Persistent wound drainage was discussed during the ICM 2018, and an algorithm has been developed (Wagenaar et al. 2019). If persistent wound drainage goes beyond five to seven days, patients may need to be returned to the OR for further interventions, such as opening up the wound and closing the fascia and the wound again (Wagenaar et al. 2019). There is also a role for the use of negative pressure wound therapy, both prophylactically and therapeutically for patients at high risk of wound related complications (D. P. Singh et al. 2019).
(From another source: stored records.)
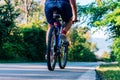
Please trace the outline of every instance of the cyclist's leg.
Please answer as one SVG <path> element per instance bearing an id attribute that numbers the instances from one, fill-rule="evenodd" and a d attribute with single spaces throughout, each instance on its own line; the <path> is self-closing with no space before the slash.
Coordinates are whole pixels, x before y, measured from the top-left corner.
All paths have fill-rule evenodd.
<path id="1" fill-rule="evenodd" d="M 47 29 L 47 33 L 46 33 L 46 44 L 48 42 L 48 33 L 50 30 L 50 27 L 53 26 L 53 8 L 55 3 L 52 1 L 47 1 L 45 3 L 45 16 L 48 22 L 48 29 Z"/>
<path id="2" fill-rule="evenodd" d="M 71 28 L 71 25 L 72 25 L 72 8 L 70 3 L 68 2 L 59 3 L 59 8 L 61 11 L 62 19 L 63 21 L 66 22 L 66 26 L 62 31 L 62 39 L 65 41 L 67 39 L 66 33 L 68 32 L 68 30 Z"/>

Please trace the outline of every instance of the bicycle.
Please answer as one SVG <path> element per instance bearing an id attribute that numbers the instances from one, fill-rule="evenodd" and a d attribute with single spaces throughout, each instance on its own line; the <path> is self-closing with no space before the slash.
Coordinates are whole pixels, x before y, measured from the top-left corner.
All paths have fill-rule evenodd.
<path id="1" fill-rule="evenodd" d="M 54 26 L 52 26 L 48 33 L 47 42 L 47 67 L 48 70 L 54 71 L 57 58 L 60 69 L 64 69 L 67 64 L 68 46 L 64 44 L 60 38 L 62 29 L 65 23 L 60 18 L 58 11 L 53 11 Z"/>

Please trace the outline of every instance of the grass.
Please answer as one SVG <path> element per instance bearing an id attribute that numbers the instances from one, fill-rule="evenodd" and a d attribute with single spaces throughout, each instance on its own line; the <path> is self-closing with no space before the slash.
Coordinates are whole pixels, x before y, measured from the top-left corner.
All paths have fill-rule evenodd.
<path id="1" fill-rule="evenodd" d="M 120 63 L 102 64 L 96 71 L 100 80 L 120 80 Z"/>

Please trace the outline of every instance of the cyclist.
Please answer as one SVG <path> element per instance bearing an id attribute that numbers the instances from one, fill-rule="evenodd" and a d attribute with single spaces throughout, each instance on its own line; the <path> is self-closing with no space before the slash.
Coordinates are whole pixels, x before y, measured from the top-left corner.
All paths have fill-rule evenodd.
<path id="1" fill-rule="evenodd" d="M 48 32 L 50 27 L 54 25 L 53 9 L 57 8 L 60 12 L 62 20 L 66 22 L 66 26 L 62 30 L 61 38 L 64 42 L 68 42 L 66 33 L 70 29 L 73 22 L 77 20 L 76 0 L 45 0 L 45 15 L 48 22 L 48 30 L 46 34 L 46 44 L 48 41 Z"/>

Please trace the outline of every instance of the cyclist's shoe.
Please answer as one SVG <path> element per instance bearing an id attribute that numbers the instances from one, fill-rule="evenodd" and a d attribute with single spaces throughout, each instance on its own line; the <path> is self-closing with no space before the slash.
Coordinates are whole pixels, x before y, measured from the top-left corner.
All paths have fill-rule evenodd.
<path id="1" fill-rule="evenodd" d="M 63 40 L 63 45 L 69 45 L 69 41 L 67 40 L 67 37 L 65 34 L 61 34 L 61 39 Z"/>

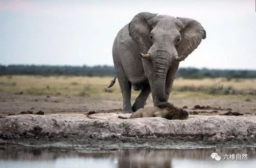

Another essential part of care lies in the use of appropriate wound closure and skin dressing (ICM Philly 2018). Although the most optimal method of wound closure is not known, the use of triclosan-impregnated suture has been shown to reduce the incidence of SSI, at least in other surgical disciplines (World Health 2018; Guideline 2019). The use of occlusive dressing is also known to reduce the incidence of SSI and PJI in patients undergoing orthopedic procedures (Grosso et al. 2017).
In conclusion, many different variables influence the development of SSI and PJI. The ten steps outlined in this article represent key preventive measures that are known to be effective. Looking ahead, we envision that within the next 5-10 years, we will have pinpointed specific variables that demand attention for individual patients, contributing to a reduction in future infection rates.